NBA2K, Madden, Maneater, Killing Floor, Sims http://www.pawlowskipinball.com/pinballeternal

but what is really odd is that if I hardcode this [0.0] it works just fine. When I send 0.0 to the shader however, black specks everywhere. I cant explain that :S
When you hard-code a value, the resulting shader assembly will be completely different, largely thanks to the optimising compiler used by your driver. It's possible that with the hard-coded version, the optimiser has said "anything to the power of zero is one, and anything multiplied by one is unchanged, so I'll just remove that code", whereas when you use a uniform, it actually computes 0[sup]^0[/sup] and gets the undefined result of NaN.
I see, that would make more sense to me thanks @Hodgman.

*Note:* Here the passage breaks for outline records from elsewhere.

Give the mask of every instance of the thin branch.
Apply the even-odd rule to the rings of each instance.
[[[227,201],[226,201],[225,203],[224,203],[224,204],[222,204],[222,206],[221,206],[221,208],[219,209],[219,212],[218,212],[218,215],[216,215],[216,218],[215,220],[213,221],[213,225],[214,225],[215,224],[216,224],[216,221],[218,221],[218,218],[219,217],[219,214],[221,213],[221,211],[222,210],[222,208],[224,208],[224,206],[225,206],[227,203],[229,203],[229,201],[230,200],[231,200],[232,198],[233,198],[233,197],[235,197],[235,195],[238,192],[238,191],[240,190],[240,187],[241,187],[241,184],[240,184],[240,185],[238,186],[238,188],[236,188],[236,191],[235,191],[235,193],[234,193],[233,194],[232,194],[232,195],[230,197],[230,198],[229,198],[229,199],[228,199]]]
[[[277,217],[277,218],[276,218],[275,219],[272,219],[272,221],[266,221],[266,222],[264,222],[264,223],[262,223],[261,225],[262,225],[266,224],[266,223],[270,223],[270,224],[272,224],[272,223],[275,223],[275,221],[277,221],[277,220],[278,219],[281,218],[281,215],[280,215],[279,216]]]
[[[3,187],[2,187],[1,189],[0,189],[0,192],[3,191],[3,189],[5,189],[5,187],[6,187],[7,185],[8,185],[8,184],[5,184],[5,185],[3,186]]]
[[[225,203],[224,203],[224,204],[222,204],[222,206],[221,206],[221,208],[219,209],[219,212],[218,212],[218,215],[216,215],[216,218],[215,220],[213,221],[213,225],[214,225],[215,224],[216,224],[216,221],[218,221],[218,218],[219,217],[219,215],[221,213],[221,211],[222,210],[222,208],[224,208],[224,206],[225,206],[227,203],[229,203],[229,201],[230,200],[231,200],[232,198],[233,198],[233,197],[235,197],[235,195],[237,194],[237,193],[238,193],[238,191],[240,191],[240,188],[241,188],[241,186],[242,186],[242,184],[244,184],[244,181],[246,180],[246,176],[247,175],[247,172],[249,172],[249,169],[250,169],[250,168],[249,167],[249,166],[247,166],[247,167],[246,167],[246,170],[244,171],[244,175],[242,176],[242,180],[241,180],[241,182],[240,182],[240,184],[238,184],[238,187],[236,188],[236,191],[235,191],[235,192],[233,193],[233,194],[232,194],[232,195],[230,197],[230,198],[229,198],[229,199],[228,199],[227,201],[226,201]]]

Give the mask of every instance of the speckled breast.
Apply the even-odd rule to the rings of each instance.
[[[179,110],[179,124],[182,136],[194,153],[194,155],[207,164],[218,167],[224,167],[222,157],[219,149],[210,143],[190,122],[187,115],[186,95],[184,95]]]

@dpadam450 yes the shader is bound and getUniform returns a location.

What I'm doing now is to check if dot(r,e) > 0.0 and only enter the specular part if that's true. Seems to work fine. Do you reckon that's a valid solution? Any better suggestions?
The other suggestion would be to send 1 instead of 0. You shouldnt see much or any difference between those. If you want no specular, you should be setting the glFrontMaterial.specular to 0. If you just want it to have flat specular instead of really "tight" specular, then just use 1.

NBA2K, Madden, Maneater, Killing Floor, Sims http://www.pawlowskipinball.com/pinballeternal

It works fine with any other value appart from 0. That's what really bugs me about this whole problem.
A spec power of 1 is equivalent to a perfectly rough/diffuse surface, and numbers lower than 1 aren't very useful. e.g. when decoding spec-power values from a texture, I'd use something like [font=courier new,courier,monospace]specPow = tex*8192 + 1[/font].
If you want to remove specular from a material, set the spec-mask to 0 instead (gl_FrontMaterial.specular).